Introduction
In an acute infection in which the antigen is totally eliminated, long-lived memory T cells are generated and can be maintained by homeostatic mechanisms regardless of the presence of antigen. In contrast, in the context of chronic infection, the antigen-specific T cells that are generated depend on the presence of the antigen to proliferate, do not respond to homeostatic mechanisms, and lose many of their effector capabilities, raising concerns about the establishment of “true” memory pathogen-specific T cells. This state is called immune exhaustion, and the earliest evidence suggesting the presence of this process was provided by studies using a mouse model of chronic lymphocytic choriomeningitis virus (LCMV) (Gallimore et al., 1998); since then, it has been found to commonly occur during numerous human chronic viral (Boni et al., 2007; Kahan et al., 2015) and bacterial infections (Behar et al., 2014) and, more recently, in protozoan infections, including malaria, Trypanosoma cruzi and toxoplasmosis (Gigley et al., 2012; Rodrigues et al., 2014). Immune exhaustion also occurs in noninfectious environments, such as tumors, where tumor antigens are persistently expressed (Ahmadzadeh et al., 2009; Crespo et al., 2013).
Immune exhaustion of T cells is characterized by the progressive and hierarchical loss of effector functions associated with the increased expression of inhibitory receptors, altered gene expression of key transcription factors, cellular metabolic disorders, loss of the homeostatic response to the T-cell cytokines IL-7 and IL-15 and changes in the expression of pro- and anti-apoptotic factors. Finally, the process can culminate with the physical deletion of antigen-specific T lymphocyte clones (Zajac et al., 1998; Gallimore et al., 1998; Doering et al., 2012). Production of cytokine IL-2 and proliferative capacity are the first effector functions to be lost in T cells, while the capacity to produce IFN-γ is the last effector function to be lost (Moskophidis et al., 1993; Oxenius et al., 1998; Welsh, 2001; Wherry et al., 2003). However, exhausted T cells are still important for controlling the host–pathogen equilibrium in a chronic infection (Schmitz et al., 1999). In addition to the T-cell compartment, the innate immune system is affected during chronic infections (Zuniga et al., 2015; Greene and Zuniga, 2021). The complement system, which is a key effector of innate immune responses in acute infections, has also been shown to be involved in the modulation of adaptive immune responses (Ricklin et al., 2010).

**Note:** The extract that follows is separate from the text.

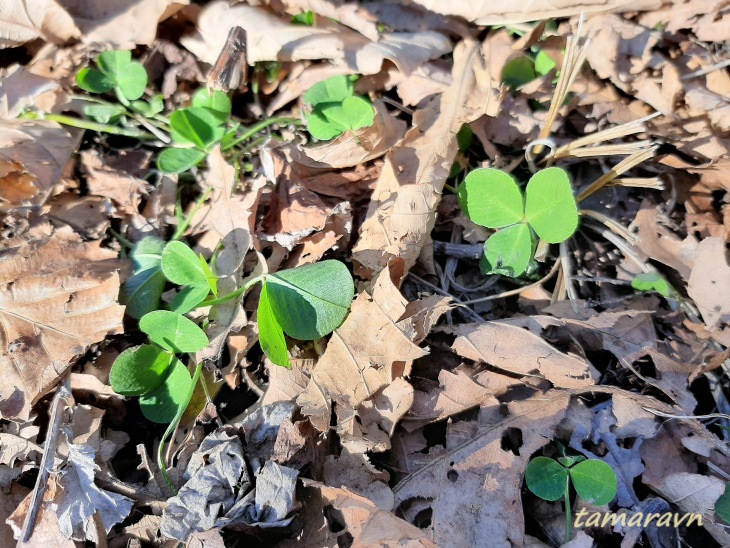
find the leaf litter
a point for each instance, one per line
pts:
(413, 422)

The immune system is central to the control of Trypanosoma cruzi infection; when it is not sufficient, the parasite load and inflammation, and therefore, the potential for tissue damage, increases (Tarleton et al., 1994). Our group has shown that persistent infection by T. cruzi induces exhaustion of T. cruzi-specific T-cell responses, which is also reflected by a high degree of differentiation and activation of T cells in the circulation of subjects chronically infected with the parasite (Laucella et al., 2004; Albareda et al., 2006; Alvarez et al., 2008; Albareda et al., 2009; Albareda et al., 2013; Albareda et al., 2015).

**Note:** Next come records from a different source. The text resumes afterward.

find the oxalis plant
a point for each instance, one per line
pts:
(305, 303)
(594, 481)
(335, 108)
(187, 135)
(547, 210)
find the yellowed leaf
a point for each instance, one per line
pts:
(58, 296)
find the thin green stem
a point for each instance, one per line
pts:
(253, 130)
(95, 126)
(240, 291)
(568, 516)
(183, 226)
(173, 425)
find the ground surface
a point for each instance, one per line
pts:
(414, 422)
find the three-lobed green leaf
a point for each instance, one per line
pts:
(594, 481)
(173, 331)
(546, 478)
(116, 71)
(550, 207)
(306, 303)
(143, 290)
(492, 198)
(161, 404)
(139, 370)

In recent decades, much knowledge has been gained about the complexity of the complement system, which has more than just a defense role in the circulation during acute infections and is related to complement-mediated intracellular and autocrine regulation involved in the modulation of the innate and adaptive immune responses. Increased levels of complement anaphylatoxins in subjects with chronic T. cruzi infection have been reported (Ndao et al., 2010) but whether the complement system has an immunoregulatory role in T-cell exhaustion during chronic Chagas disease remains unknown. Understanding the interaction between complement molecules and the T-cell response is important in the setting of a chronic infection. In this minireview, we will discuss the putative role of effector complement molecules on the T-cell immune exhaustion during chronic human T. cruzi infection.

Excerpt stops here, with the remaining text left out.